In this week’s New Yorker

November 21, 2012

Some great stuff:

* Adam Gopnik’s lead editorial, “Military Secrets,” which includes this brilliantly succinct comment: “Benghazi is a tragedy in search of a scandal; the Petraeus affair is a scandal in search of a tragedy”;

* Victor Zapana’s sad, brave “Personal History” story about his mother, who was famously convicted in a notorious/controversial instance of “shaken baby syndrome”;


* Nick Paumgarten (above) totally geeking out, at considerable length, about being a “Deadhead” — since he’s an editor at the best magazine in the world, he gets incredible access to cool stuff, and online he posts a list of his thirteen favorite live recordings available for free streaming or downloading from an amazing website I never knew about, archive.org;

* “Queer Eyes, Full Heart,” Emily Nussbaum’s detailed mash note to Ryan Murphy, creator of Glee, Nip/TuckAmerican Horror Story, and other TV shows (who knew Nussbaum could be so gay-savvy?); and

* Jill Lepore “Tax Time,” which takes one of the most boring subjects on earth and gives it her diligent reporter’s all, ending with this eloquent take-home:

“Taxes are what we pay for civilized society, for modernity, and for prosperity. The wealthy pay more because they have benefited more. Taxes, well laid and well spent, insure domestic tranquility, provide for the common defense, and promote the general welfare. Taxes protect property and the environment; taxes make business possible. Taxes pay for roads and schools and bridges and police and teachers. Taxes pay for doctors and nursing homes and medicine. During an emergency, like an earthquake or a hurricane, taxes pay for rescue workers, shelters, and services. For people whose lives are devastated by other kinds of disaster, like the disaster of poverty, taxes pay, even, for food.

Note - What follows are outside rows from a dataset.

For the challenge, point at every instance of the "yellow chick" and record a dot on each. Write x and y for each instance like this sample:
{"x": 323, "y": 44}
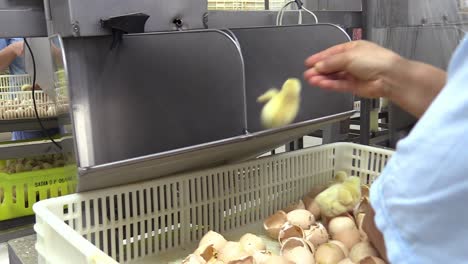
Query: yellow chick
{"x": 340, "y": 198}
{"x": 281, "y": 107}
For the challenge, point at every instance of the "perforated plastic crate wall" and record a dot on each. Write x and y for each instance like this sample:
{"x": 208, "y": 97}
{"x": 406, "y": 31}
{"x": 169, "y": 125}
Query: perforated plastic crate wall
{"x": 147, "y": 219}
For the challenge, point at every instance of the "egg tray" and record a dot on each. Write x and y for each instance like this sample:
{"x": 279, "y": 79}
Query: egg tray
{"x": 161, "y": 221}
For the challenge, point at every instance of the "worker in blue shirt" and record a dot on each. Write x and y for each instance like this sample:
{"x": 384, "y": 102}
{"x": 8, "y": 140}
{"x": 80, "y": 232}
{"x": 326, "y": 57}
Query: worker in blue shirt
{"x": 12, "y": 57}
{"x": 419, "y": 200}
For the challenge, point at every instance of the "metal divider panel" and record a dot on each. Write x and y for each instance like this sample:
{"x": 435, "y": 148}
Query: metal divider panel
{"x": 154, "y": 93}
{"x": 273, "y": 54}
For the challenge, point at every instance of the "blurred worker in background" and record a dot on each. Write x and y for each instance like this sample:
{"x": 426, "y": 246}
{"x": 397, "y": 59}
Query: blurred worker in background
{"x": 420, "y": 198}
{"x": 12, "y": 57}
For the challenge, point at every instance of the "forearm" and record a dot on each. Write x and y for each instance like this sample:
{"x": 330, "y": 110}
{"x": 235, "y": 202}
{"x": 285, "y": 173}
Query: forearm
{"x": 414, "y": 85}
{"x": 7, "y": 56}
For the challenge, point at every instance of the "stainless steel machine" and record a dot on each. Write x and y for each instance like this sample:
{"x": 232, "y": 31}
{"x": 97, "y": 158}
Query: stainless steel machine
{"x": 153, "y": 88}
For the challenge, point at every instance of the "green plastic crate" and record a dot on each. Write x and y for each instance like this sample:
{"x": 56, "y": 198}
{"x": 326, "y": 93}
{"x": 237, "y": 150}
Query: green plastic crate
{"x": 19, "y": 191}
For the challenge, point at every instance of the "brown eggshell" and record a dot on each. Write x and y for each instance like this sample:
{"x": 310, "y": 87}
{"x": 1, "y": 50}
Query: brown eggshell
{"x": 213, "y": 238}
{"x": 329, "y": 253}
{"x": 232, "y": 251}
{"x": 274, "y": 223}
{"x": 244, "y": 260}
{"x": 312, "y": 206}
{"x": 302, "y": 218}
{"x": 339, "y": 224}
{"x": 362, "y": 250}
{"x": 317, "y": 235}
{"x": 251, "y": 243}
{"x": 342, "y": 246}
{"x": 193, "y": 259}
{"x": 372, "y": 260}
{"x": 207, "y": 252}
{"x": 348, "y": 237}
{"x": 346, "y": 261}
{"x": 294, "y": 206}
{"x": 289, "y": 231}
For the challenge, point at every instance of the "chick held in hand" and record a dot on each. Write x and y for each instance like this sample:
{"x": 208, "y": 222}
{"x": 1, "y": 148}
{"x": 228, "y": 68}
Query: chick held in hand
{"x": 340, "y": 198}
{"x": 281, "y": 107}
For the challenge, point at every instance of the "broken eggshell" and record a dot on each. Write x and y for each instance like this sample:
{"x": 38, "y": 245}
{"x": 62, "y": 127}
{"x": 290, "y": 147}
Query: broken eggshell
{"x": 361, "y": 251}
{"x": 251, "y": 243}
{"x": 207, "y": 252}
{"x": 346, "y": 261}
{"x": 372, "y": 260}
{"x": 194, "y": 259}
{"x": 213, "y": 238}
{"x": 348, "y": 237}
{"x": 244, "y": 260}
{"x": 278, "y": 260}
{"x": 329, "y": 253}
{"x": 317, "y": 235}
{"x": 302, "y": 218}
{"x": 298, "y": 250}
{"x": 342, "y": 246}
{"x": 232, "y": 251}
{"x": 288, "y": 231}
{"x": 312, "y": 206}
{"x": 261, "y": 257}
{"x": 340, "y": 224}
{"x": 274, "y": 223}
{"x": 295, "y": 206}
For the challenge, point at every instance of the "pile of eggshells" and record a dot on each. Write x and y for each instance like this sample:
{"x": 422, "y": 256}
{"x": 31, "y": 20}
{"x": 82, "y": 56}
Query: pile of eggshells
{"x": 303, "y": 240}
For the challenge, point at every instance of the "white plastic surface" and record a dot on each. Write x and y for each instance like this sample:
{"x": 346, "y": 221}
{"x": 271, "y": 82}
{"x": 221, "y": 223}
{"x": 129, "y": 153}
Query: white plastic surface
{"x": 17, "y": 104}
{"x": 160, "y": 219}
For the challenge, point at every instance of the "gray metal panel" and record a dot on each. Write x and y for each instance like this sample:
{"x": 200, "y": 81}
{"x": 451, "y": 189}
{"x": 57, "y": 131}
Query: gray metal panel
{"x": 22, "y": 18}
{"x": 156, "y": 92}
{"x": 81, "y": 17}
{"x": 242, "y": 19}
{"x": 197, "y": 157}
{"x": 273, "y": 54}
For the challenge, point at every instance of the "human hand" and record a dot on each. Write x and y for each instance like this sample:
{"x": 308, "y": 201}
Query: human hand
{"x": 359, "y": 67}
{"x": 17, "y": 48}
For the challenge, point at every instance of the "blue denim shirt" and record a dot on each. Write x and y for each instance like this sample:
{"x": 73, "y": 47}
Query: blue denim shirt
{"x": 421, "y": 198}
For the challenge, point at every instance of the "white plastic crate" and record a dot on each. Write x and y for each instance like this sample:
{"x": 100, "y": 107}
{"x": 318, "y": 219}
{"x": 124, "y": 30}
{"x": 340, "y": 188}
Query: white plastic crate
{"x": 17, "y": 104}
{"x": 161, "y": 220}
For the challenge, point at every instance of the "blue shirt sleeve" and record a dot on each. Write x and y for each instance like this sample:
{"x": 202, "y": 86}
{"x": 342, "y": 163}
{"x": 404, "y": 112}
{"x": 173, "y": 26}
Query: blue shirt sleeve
{"x": 421, "y": 198}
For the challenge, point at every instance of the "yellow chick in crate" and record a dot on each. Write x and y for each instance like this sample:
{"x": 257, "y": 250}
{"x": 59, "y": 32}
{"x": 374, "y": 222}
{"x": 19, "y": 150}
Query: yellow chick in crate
{"x": 281, "y": 107}
{"x": 341, "y": 197}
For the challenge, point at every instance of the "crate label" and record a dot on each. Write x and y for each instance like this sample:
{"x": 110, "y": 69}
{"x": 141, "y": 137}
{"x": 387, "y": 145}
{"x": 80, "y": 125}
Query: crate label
{"x": 53, "y": 181}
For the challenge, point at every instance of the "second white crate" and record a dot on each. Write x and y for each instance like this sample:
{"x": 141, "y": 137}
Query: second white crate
{"x": 141, "y": 223}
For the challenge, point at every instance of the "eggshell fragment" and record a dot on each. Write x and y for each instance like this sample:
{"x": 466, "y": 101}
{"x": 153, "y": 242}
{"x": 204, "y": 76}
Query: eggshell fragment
{"x": 300, "y": 255}
{"x": 329, "y": 253}
{"x": 207, "y": 252}
{"x": 302, "y": 218}
{"x": 362, "y": 250}
{"x": 213, "y": 238}
{"x": 312, "y": 206}
{"x": 372, "y": 260}
{"x": 231, "y": 251}
{"x": 317, "y": 235}
{"x": 251, "y": 243}
{"x": 348, "y": 237}
{"x": 274, "y": 223}
{"x": 278, "y": 260}
{"x": 193, "y": 259}
{"x": 244, "y": 260}
{"x": 342, "y": 246}
{"x": 339, "y": 224}
{"x": 346, "y": 261}
{"x": 261, "y": 257}
{"x": 295, "y": 206}
{"x": 289, "y": 231}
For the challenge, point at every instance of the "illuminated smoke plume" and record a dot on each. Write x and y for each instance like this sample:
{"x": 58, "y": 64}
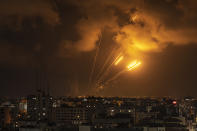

“What’s surprising, given how much money and passion have been spent to defeat a broad-based, progressive income tax over the past century, and how poorly it has been defended, is that it has endured – testimony, perhaps, to American’s abiding sense of fairness. Taxes are a pact. That pact needs renewing.”

 

In this week’s New Yorker

February 28, 2012


Aside from Roz Chast’s wonderful cover and a handful of funny cartoons (see my favorite, by Emily Flake, below), this issue is noteworthy for William Finnegan’s satisfying report on how Minnesota governor Scott Walker’s anti-union crusade has backfired on him and Nick Paumgarten’s entertaining depiction of the social scene at the World Economic Forum in Davos.

In this week’s New Yorker

June 29, 2011

Two interesting long pieces — a profile by Evan Osnos of the young Chinese pop novelist (and race car driver!) Han Han, and a reporting piece by Nick Paumgarten about online dating services, specifically covering OK Cupid, Match.com, and eHarmony. The most remarkable fact in Paumgarten’s story is that he has only been on two dates in his entire life — he’s been married for 23 years to the second woman he dated. Also commendable: Lauren Collins’ “Letter from Luton,” about the English Defense League, a product of the anti-Muslim-immigration sentiment in the U.K. The racism of the EDL lads is very disturbing, but so is a sheik’s refusal to shake a female reporter’s hand.